O Luque também se expressa de forma muito semelhante: «A Roland DG TY-300i foi concebida especialmente para ser utilizada em ambientes com um grande volume de decoração de vestuário e processos de fulfillment, que exigem um desempenho estável com tinta branca, fiabilidade no funcionamento em vários turnos e altas velocidades de produção.»

Ao mesmo tempo, o gestor de produto da Roland DG EMEA deixa claro: «Outras tecnologias, como a UV, a resina (látex) e a eco-solvente, continuam a ser as mais utilizadas na decoração de interiores em grandes superfícies.»

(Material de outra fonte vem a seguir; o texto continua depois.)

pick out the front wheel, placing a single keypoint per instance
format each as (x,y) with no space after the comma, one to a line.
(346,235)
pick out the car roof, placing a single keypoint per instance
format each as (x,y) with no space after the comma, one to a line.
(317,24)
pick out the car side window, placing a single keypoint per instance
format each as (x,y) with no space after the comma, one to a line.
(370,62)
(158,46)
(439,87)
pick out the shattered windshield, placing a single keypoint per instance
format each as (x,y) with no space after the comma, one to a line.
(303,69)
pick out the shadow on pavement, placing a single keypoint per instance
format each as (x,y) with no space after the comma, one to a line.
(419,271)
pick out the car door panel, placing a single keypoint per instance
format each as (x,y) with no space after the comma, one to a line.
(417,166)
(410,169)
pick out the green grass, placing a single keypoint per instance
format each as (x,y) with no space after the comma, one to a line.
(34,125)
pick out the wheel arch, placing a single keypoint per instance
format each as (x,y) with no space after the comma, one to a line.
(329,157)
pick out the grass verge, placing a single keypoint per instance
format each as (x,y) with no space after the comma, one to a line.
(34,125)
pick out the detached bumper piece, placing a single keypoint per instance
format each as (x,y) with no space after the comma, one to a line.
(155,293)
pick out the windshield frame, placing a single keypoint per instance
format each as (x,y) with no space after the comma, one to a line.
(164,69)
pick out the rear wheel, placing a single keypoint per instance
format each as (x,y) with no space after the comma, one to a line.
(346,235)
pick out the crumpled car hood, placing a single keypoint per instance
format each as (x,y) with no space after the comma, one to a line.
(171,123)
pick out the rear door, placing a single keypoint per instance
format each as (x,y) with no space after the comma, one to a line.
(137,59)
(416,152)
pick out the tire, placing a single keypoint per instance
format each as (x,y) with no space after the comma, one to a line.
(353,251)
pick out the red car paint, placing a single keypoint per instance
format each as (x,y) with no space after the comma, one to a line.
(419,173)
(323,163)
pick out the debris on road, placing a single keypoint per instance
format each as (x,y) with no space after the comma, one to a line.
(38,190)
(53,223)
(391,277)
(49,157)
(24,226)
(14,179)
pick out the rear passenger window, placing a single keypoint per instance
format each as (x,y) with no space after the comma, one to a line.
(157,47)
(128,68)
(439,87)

Apesar disso, dá para dizer que a impressão DTF também vai ampliar bastante as opções na decoração de interiores. Com a transferência DTF, é possível criar artigos têxteis para o lar mais pequenos, como almofadas, quadros têxteis ou toalhinhas de mesa em algodão, tecidos mistos ou couro, com grande riqueza de detalhes e cores vivas através da impressão digital, sem que seja necessário usar um primário.

Resumindo, o Luque diz o seguinte: «A DTF é uma solução complementar super flexível, adequada para vários tipos e cores de tecido. É ideal para pequenas tiragens e personalizações. Novos desenvolvimentos, incluindo sistemas de 64 polegadas, ampliam o seu potencial para a produção de quantidades maiores e poderão, num futuro próximo, permitir uma decoração mais eficiente de peças têxteis maiores para aplicações de decoração de interiores.»